Definition
Why This Matters
How The Pattern Forms
Examples
How This Connects To Legal Exposure
How Leaders Detect or Prevent It
Common Questions
How does prior incident history affect insurance premiums in multifamily housing?
Insurers evaluate prior claims history as one of the primary inputs when pricing coverage at renewal. Properties with recurring claims of similar types signal unresolved systemic risk. That signal typically results in higher premiums, higher deductibles, or additional coverage conditions. Properties with infrequent claims and documented root cause resolution histories are priced more favorably.
Can incident history from a previous owner affect a new owner's coverage or legal exposure?
Yes. During acquisition due diligence, prior incident and claims history should be reviewed as a standard part of the assessment. Prior incidents that involved unresolved conditions may still be active risks under new ownership. And in litigation, prior owner incident history can sometimes be relevant when the underlying condition persisted into the new ownership period.
What is the difference between a claims history review and an incident history review?
A claims history review covers incidents that were formally submitted to the insurer. An incident history review covers all documented events, including those that were handled without an insurance claim. Incident history is often broader than claims history and may surface patterns that the claims record alone does not reveal.

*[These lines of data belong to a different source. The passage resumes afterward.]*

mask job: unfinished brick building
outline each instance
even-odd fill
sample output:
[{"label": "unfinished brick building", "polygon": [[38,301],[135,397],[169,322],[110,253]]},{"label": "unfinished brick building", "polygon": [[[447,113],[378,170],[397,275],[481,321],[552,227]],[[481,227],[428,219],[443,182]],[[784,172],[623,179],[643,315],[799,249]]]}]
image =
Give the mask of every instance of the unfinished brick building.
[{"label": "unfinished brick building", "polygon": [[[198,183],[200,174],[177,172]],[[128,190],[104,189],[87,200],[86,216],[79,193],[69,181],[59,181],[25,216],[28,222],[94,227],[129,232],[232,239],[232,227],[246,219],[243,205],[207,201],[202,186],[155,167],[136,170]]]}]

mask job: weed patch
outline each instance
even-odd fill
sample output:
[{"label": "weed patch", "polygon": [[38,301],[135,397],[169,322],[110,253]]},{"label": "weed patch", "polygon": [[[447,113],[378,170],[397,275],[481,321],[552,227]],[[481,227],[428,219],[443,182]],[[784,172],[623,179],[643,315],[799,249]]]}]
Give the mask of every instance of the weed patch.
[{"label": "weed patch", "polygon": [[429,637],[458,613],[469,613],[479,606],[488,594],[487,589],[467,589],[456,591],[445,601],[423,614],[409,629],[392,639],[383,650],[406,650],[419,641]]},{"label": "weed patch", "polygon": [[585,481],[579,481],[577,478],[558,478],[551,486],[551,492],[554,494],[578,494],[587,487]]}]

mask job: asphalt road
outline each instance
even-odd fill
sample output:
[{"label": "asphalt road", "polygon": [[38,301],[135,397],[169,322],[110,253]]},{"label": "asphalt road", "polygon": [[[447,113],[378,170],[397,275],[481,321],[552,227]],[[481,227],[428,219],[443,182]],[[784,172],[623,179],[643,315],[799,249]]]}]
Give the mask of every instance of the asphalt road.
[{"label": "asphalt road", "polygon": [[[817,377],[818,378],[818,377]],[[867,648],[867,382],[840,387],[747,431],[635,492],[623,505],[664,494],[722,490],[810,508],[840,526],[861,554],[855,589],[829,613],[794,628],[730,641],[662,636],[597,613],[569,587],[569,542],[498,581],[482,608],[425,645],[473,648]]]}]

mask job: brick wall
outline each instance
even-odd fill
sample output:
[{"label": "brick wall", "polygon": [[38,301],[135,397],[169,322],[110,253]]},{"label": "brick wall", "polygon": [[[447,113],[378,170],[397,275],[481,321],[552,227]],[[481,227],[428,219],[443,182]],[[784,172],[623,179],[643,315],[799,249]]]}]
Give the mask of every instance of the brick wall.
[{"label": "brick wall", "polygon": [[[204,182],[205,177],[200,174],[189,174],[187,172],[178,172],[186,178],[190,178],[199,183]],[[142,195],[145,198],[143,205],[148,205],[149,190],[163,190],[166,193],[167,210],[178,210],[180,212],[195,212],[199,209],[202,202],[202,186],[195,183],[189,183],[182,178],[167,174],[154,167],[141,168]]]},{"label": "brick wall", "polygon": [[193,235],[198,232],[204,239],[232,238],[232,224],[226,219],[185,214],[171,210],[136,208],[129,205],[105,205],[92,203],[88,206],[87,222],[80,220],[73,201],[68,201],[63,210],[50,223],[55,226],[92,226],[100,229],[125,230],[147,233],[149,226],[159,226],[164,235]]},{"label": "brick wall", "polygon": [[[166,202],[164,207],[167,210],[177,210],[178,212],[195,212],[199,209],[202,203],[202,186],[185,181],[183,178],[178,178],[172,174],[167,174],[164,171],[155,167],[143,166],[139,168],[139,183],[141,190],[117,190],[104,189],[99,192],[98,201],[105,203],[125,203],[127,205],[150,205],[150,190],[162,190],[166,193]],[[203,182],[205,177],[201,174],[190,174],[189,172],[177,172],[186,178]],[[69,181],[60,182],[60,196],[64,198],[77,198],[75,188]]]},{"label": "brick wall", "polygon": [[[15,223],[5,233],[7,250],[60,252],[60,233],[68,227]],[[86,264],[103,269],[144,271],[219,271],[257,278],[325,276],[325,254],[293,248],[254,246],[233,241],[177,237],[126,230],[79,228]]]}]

How does a pattern of small claims compare to one large claim in terms of insurance impact?
A pattern of small claims often has more impact on insurance costs and terms than a single large claim, because the pattern signals a systemic risk condition rather than a one-time event. Insurers evaluate frequency of loss alongside severity. Multiple small claims in the same category are an indicator of an unresolved underlying condition, which is considered a higher ongoing risk than a single significant event.